Minimality via second variation for a nonlocal isoperimetric problem

TL;DR

This paper establishes conditions under which certain configurations are local minimizers for a nonlocal isoperimetric problem, with implications for microphase separation, and provides new quantitative inequalities and results on minimality of lamellar structures.

Contribution

It introduces a second variation approach to prove local minimality for nonlocal isoperimetric problems and derives new quantitative inequalities and minimality results.

Findings

Critical configurations with positive second variation are local minimizers.

Quantitative isoperimetric inequality with respect to $L^1$-close sets.

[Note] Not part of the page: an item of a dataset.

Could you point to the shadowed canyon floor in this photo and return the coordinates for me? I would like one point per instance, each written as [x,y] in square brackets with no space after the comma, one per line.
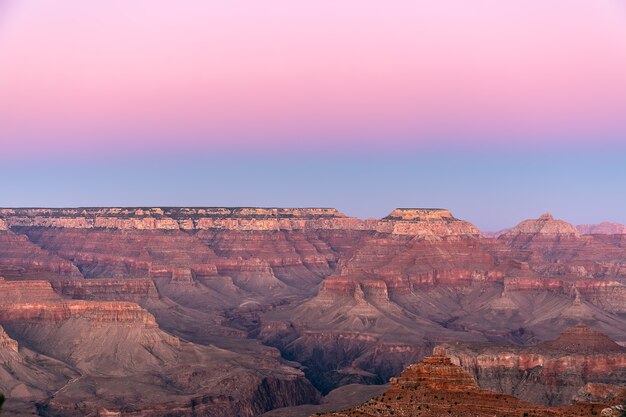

New results on periodic local minimizers and lamellar configurations.

Abstract

We discuss the local minimality of certain configurations for a nonlocal isoperimetric problem used to model microphase separation in diblock copolymer melts. We show that critical configurations with positive second variation are local minimizers of the nonlocal area functional and, in fact, satisfy a quantitative isoperimetric inequality with respect to sets that are $L^1$-close. The link with local minimizers for the diffuse-interface Ohta-Kawasaki energy is also discussed. As a byproduct of the quantitative estimate, we get new results concerning periodic local minimizers of the area functional and a proof, via second variation, of the sharp quantitative isoperimetric inequality in the standard Euclidean case. As a further application, we address the global and local minimality of certain lamellar configurations.